Since the number isn’t known in advance, the encoding routine sits in a loop shifting bits until there are no more shifts possible. The routine tests for two conditions to see if shifting is necessary. The first occurs when the most significant bits of the low and high word are the same. Because of the math being used, once the two bits are identical, they will never change. When this occurs, the bit is sent to the output file, and the high and low values are shifted.

Before shifting out the bit found when the most MSBs match, however, we have to transmit any underflow bits previously saved up. The underflow bits will be a sequence of bits set to the opposite value of the MSB. When we have an underflow, we have a binary sequence that ends up looking like that shown above. The number of underflow bits is found in the underflow_bits variable.

high = .100000...
low  = .011111...

Which leads to the second condition under which high and low variables require shifting: underflow. This occurs when the high and low words are growing dangerously close together but have not yet had their most significant bits match, a situation similar to that shown above.

When words begin growing close together like this, the dynamic range becomes dangerously low. Test for this condition after determining that the two most significant bits don’t match. If they don’t, check to see if the next bit is 0 in the high word and 1 in the low word. If they are, perform an underflow shift.
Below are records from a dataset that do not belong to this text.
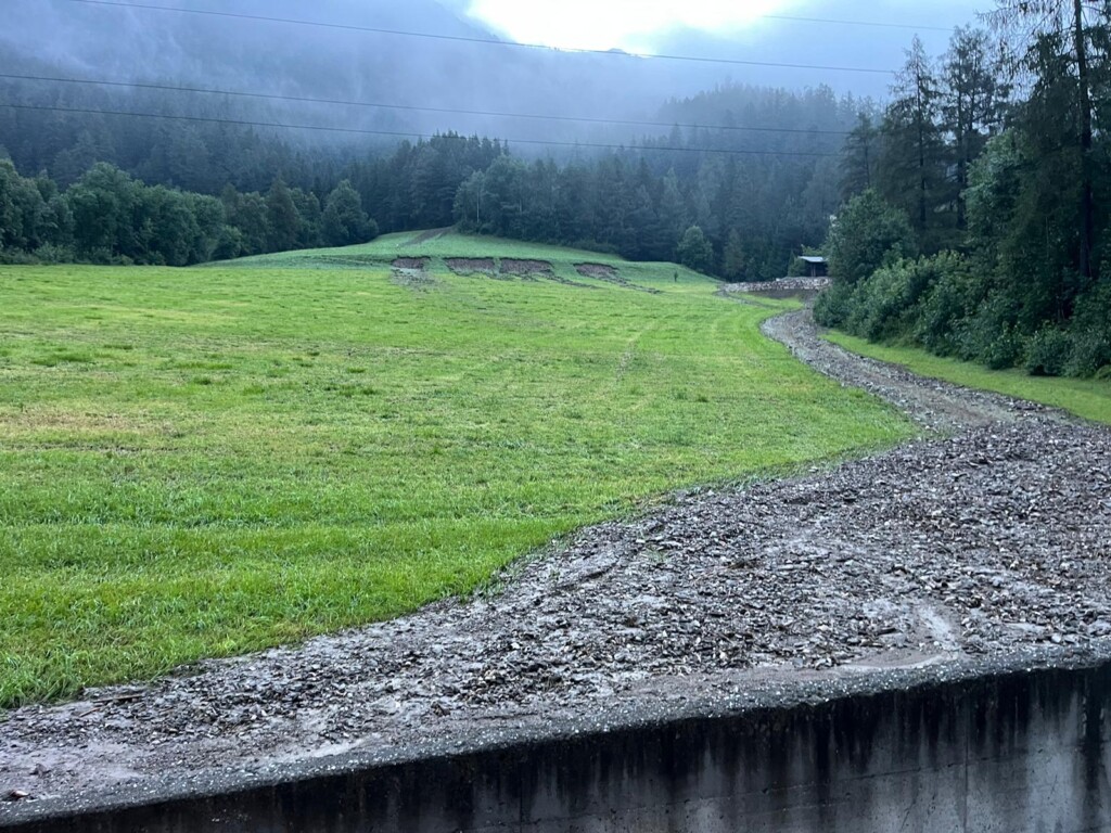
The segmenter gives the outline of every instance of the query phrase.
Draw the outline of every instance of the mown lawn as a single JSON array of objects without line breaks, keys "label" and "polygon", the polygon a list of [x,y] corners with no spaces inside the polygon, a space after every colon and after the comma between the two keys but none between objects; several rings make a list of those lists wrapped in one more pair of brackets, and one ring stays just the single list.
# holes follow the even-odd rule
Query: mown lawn
[{"label": "mown lawn", "polygon": [[912,431],[670,264],[630,267],[661,294],[250,265],[0,268],[0,704],[394,616]]},{"label": "mown lawn", "polygon": [[1111,382],[1104,380],[1057,379],[1032,377],[1022,370],[988,370],[980,364],[943,359],[925,350],[873,344],[837,331],[829,332],[827,338],[853,353],[901,364],[919,375],[1041,402],[1088,420],[1111,424]]}]

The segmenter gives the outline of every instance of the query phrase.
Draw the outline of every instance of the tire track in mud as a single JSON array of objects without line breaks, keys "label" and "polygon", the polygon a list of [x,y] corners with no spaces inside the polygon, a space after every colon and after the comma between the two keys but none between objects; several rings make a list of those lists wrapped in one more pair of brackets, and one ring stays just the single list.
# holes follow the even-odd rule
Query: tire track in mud
[{"label": "tire track in mud", "polygon": [[677,494],[519,561],[497,592],[0,715],[0,795],[202,789],[347,751],[1111,653],[1111,432],[859,359],[805,311],[764,331],[934,439]]},{"label": "tire track in mud", "polygon": [[1031,414],[1067,419],[1064,414],[1043,405],[928,379],[893,364],[850,353],[821,338],[809,307],[770,318],[760,330],[818,372],[885,400],[931,433],[952,434],[985,425],[1008,424]]}]

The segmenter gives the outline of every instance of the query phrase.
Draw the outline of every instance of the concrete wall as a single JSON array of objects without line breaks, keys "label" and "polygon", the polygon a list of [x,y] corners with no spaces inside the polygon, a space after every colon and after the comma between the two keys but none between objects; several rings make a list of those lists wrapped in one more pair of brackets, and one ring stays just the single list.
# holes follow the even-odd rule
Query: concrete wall
[{"label": "concrete wall", "polygon": [[13,830],[1111,833],[1109,740],[1111,665],[1041,670],[530,742]]}]

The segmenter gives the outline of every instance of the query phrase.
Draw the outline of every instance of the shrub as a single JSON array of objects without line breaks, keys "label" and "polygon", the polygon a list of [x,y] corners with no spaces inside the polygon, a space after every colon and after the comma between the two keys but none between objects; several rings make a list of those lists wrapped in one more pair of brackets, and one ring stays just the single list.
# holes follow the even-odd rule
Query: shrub
[{"label": "shrub", "polygon": [[1069,331],[1072,352],[1064,368],[1068,375],[1095,375],[1111,364],[1111,283],[1104,280],[1078,299]]},{"label": "shrub", "polygon": [[1015,328],[1017,305],[1001,292],[988,295],[977,310],[954,328],[957,355],[992,370],[1013,368],[1023,355],[1022,337]]},{"label": "shrub", "polygon": [[835,282],[860,283],[880,267],[912,257],[914,233],[904,212],[868,190],[849,200],[830,227],[824,249]]},{"label": "shrub", "polygon": [[964,258],[943,252],[934,260],[937,278],[919,307],[913,334],[930,352],[952,355],[958,351],[957,327],[983,293]]},{"label": "shrub", "polygon": [[1055,327],[1043,327],[1027,342],[1027,372],[1035,377],[1059,377],[1071,352],[1069,333]]},{"label": "shrub", "polygon": [[814,321],[822,327],[843,327],[852,308],[853,289],[848,283],[834,283],[818,295]]}]

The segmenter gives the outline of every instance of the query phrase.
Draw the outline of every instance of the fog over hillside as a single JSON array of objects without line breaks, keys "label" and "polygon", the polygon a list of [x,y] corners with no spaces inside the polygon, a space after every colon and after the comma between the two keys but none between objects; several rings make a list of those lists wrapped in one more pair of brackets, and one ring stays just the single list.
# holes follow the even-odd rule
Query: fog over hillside
[{"label": "fog over hillside", "polygon": [[[468,16],[464,0],[396,1],[160,0],[159,6],[210,9],[224,14],[312,20],[347,27],[422,32],[446,38],[496,39]],[[792,13],[862,16],[843,4],[797,4]],[[834,14],[835,12],[835,14]],[[921,20],[903,3],[870,4],[873,20]],[[7,0],[0,30],[0,71],[98,80],[141,81],[306,98],[394,104],[402,108],[537,113],[593,119],[654,120],[668,99],[682,99],[730,82],[793,89],[829,84],[839,93],[882,97],[885,74],[650,60],[474,43],[464,40],[293,26],[237,17],[72,2]],[[968,20],[961,3],[931,9],[933,26]],[[901,61],[910,29],[877,29],[799,21],[759,21],[741,33],[670,31],[658,51],[730,60],[819,63],[872,69]],[[923,31],[934,52],[948,34]],[[58,96],[58,84],[9,81],[4,100]],[[149,91],[62,88],[61,100],[97,91],[104,101],[150,104]],[[133,96],[133,98],[132,98]],[[159,97],[159,112],[213,118],[281,119],[286,122],[397,132],[454,130],[509,139],[625,142],[662,132],[630,126],[428,112],[411,109],[274,102],[239,97],[173,93]],[[148,107],[149,109],[149,107]],[[672,113],[673,117],[673,113]],[[303,133],[301,137],[303,138]],[[319,143],[327,134],[310,134]],[[297,139],[293,138],[293,141]],[[362,139],[366,141],[366,138]],[[519,148],[528,152],[528,147]]]}]

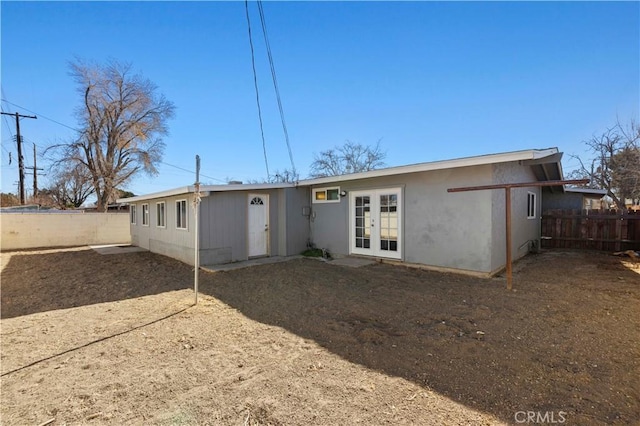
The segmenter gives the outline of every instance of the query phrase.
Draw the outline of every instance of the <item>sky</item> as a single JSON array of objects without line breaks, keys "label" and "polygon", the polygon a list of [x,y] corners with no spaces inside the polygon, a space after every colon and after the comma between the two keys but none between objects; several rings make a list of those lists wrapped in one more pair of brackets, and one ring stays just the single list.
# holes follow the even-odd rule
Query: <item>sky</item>
[{"label": "sky", "polygon": [[[387,166],[558,147],[640,118],[639,2],[262,3],[296,169],[346,141]],[[271,174],[291,168],[257,3],[248,3]],[[136,195],[267,177],[244,1],[2,1],[2,111],[25,164],[72,140],[76,58],[129,62],[176,106],[157,176]],[[3,116],[2,192],[16,193],[15,119]],[[11,153],[11,164],[9,164]],[[48,170],[42,173],[47,173]],[[47,176],[38,178],[46,186]],[[26,187],[32,185],[27,171]]]}]

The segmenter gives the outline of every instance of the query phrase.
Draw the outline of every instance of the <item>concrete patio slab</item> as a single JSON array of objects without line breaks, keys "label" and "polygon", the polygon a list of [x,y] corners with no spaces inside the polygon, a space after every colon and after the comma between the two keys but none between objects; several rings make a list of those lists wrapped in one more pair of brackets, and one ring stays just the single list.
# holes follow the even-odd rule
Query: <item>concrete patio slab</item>
[{"label": "concrete patio slab", "polygon": [[123,254],[123,253],[136,253],[139,251],[148,251],[142,247],[122,244],[106,244],[100,246],[89,246],[100,254]]},{"label": "concrete patio slab", "polygon": [[339,257],[337,259],[330,260],[328,262],[331,265],[337,266],[349,266],[351,268],[360,268],[362,266],[374,265],[376,261],[374,259],[364,259],[362,257]]}]

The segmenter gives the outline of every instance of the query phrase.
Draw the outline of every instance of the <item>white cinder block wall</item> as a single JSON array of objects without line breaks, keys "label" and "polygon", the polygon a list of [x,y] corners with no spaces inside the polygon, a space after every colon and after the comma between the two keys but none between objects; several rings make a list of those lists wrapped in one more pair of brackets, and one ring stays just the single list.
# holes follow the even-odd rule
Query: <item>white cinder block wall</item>
[{"label": "white cinder block wall", "polygon": [[0,248],[129,244],[127,213],[2,213]]}]

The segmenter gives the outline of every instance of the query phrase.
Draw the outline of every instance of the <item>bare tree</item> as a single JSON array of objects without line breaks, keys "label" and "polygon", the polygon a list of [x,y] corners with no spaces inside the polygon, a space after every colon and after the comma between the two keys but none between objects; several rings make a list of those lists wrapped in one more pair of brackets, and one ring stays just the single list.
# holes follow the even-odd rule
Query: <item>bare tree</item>
[{"label": "bare tree", "polygon": [[590,161],[580,162],[572,177],[588,177],[592,188],[607,190],[607,195],[619,209],[628,198],[640,198],[640,126],[632,121],[628,127],[619,121],[601,135],[585,141]]},{"label": "bare tree", "polygon": [[140,171],[154,175],[162,158],[162,136],[175,107],[157,86],[130,64],[70,63],[82,95],[76,140],[57,146],[60,161],[84,167],[91,175],[98,211],[106,211],[117,187]]},{"label": "bare tree", "polygon": [[72,162],[66,165],[54,172],[48,188],[39,191],[41,204],[50,203],[61,209],[78,208],[94,193],[91,173],[84,165]]},{"label": "bare tree", "polygon": [[300,175],[297,171],[284,169],[282,171],[276,170],[273,175],[269,177],[269,183],[295,183],[300,180]]},{"label": "bare tree", "polygon": [[310,175],[318,178],[375,170],[384,167],[386,156],[380,140],[373,147],[347,141],[342,146],[314,154]]}]

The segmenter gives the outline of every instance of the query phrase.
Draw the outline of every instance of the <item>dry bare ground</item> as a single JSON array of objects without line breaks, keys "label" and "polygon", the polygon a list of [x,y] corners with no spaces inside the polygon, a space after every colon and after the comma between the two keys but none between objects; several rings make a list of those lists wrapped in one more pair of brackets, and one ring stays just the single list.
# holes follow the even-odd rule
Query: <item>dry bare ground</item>
[{"label": "dry bare ground", "polygon": [[316,260],[2,254],[3,425],[637,424],[640,269],[547,251],[504,278]]}]

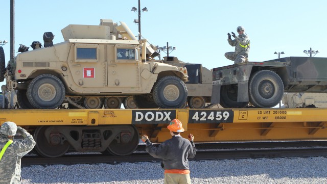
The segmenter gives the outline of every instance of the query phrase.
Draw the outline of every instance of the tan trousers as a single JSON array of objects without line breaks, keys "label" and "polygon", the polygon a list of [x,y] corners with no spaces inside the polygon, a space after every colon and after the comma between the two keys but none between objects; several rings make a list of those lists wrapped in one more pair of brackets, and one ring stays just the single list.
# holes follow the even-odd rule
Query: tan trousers
[{"label": "tan trousers", "polygon": [[190,174],[165,174],[165,184],[191,184]]}]

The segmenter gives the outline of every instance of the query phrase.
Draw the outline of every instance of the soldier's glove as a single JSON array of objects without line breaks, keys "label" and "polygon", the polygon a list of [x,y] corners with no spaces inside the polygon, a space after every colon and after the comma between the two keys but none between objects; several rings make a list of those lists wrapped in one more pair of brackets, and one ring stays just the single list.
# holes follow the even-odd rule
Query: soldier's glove
[{"label": "soldier's glove", "polygon": [[[24,131],[25,130],[23,128],[21,127],[20,126],[17,126],[17,133],[19,133],[20,134],[22,134],[22,133],[24,133]],[[25,130],[26,131],[26,130]]]},{"label": "soldier's glove", "polygon": [[236,36],[235,35],[235,33],[233,32],[231,32],[231,35],[234,37],[234,38],[236,38]]},{"label": "soldier's glove", "polygon": [[142,141],[146,142],[146,141],[149,139],[149,138],[146,135],[144,135],[143,136],[142,136],[142,138],[141,138],[141,139],[142,140]]},{"label": "soldier's glove", "polygon": [[17,127],[17,133],[20,134],[24,138],[26,138],[27,136],[27,131],[20,126]]},{"label": "soldier's glove", "polygon": [[193,141],[194,140],[194,136],[193,136],[192,134],[190,134],[189,135],[189,139],[190,140],[190,141]]}]

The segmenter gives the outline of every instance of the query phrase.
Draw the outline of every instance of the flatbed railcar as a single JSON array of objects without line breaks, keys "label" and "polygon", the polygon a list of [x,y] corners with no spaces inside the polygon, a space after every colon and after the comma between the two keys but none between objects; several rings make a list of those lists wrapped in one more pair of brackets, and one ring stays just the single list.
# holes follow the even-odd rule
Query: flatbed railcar
[{"label": "flatbed railcar", "polygon": [[131,154],[140,136],[161,143],[168,124],[183,123],[196,142],[327,139],[327,109],[3,110],[0,124],[15,122],[32,134],[35,152],[55,157],[77,152]]}]

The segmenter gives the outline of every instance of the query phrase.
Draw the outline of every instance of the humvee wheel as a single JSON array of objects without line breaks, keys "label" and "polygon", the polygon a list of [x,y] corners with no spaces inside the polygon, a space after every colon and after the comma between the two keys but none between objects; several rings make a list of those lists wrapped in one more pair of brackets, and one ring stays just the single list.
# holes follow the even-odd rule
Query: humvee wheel
[{"label": "humvee wheel", "polygon": [[71,145],[67,141],[61,142],[62,139],[60,136],[60,134],[50,134],[48,138],[45,136],[45,131],[49,126],[42,126],[38,127],[34,132],[33,137],[36,145],[35,150],[40,155],[44,157],[56,157],[65,154]]},{"label": "humvee wheel", "polygon": [[17,102],[18,103],[19,109],[30,109],[34,108],[27,98],[26,90],[17,91]]},{"label": "humvee wheel", "polygon": [[133,96],[126,97],[124,100],[124,107],[125,109],[136,109],[137,106],[134,101]]},{"label": "humvee wheel", "polygon": [[27,88],[31,104],[37,109],[55,109],[65,97],[65,87],[56,76],[44,74],[34,78]]},{"label": "humvee wheel", "polygon": [[120,109],[122,106],[122,99],[120,97],[107,97],[103,102],[106,109]]},{"label": "humvee wheel", "polygon": [[5,58],[5,51],[4,48],[0,47],[0,82],[4,82],[6,73],[6,61]]},{"label": "humvee wheel", "polygon": [[205,99],[203,96],[192,96],[189,100],[189,106],[192,109],[202,109],[205,106]]},{"label": "humvee wheel", "polygon": [[219,104],[224,108],[246,107],[249,103],[248,102],[237,102],[238,89],[237,85],[222,86]]},{"label": "humvee wheel", "polygon": [[86,109],[100,109],[102,107],[102,100],[99,97],[87,97],[84,100]]},{"label": "humvee wheel", "polygon": [[[123,125],[130,126],[130,125]],[[134,126],[132,130],[131,128],[126,128],[126,132],[121,132],[116,135],[106,150],[109,153],[119,156],[128,155],[132,154],[137,146],[139,142],[138,132]],[[105,151],[105,153],[106,152]]]},{"label": "humvee wheel", "polygon": [[256,107],[272,108],[282,100],[284,85],[277,73],[271,70],[261,70],[254,73],[250,80],[250,101]]},{"label": "humvee wheel", "polygon": [[133,96],[134,102],[138,109],[156,109],[158,106],[150,94],[137,95]]},{"label": "humvee wheel", "polygon": [[161,108],[180,108],[188,98],[185,83],[179,78],[167,76],[157,82],[153,90],[153,99]]}]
The underflow shift operation consists of throwing away the underflow bit (the one next to the most significant digit), shifting the remaining bits over one by one to fill the gap, and incrementing the underflow counter. The code to do this is somewhat opaque, but it performs this operation.

The underflow code takes advantage of the fact that when in danger of underflow, we know two things. First, we know that the most significant bit in the high word is 1 and in the low word 0. Second, the bit we throw away from the high word is 0 and from the low word 1.

Since we know the value of the highest two bits, we can simplify the shift operation. The code used in this chapter toggles the second most significant bit in both the high and low registers, then performs the normal shift operation. It looks as though the lower 14 bits were shifted left and the MSB was left alone.

If we check for both possible shift conditions and don’t flag either one, we are done shifting bits out and can end the encoding operation. If either of the tests passed, the actual shift operation can take place. Both the high and low words are shifted left one bit position. The high word has a 1 shifted in to the LSB, and the low word has a 0 shifted in. The loop then repeats, outputting and shifting additional bits as necessary.

Flushing the Encoder

After encoding, it is necessary to flush the arithmetic encoder. The code for this is in the flush_arithmetic_encoder() routine. It outputs two bits and any additional underflow bits added along the way.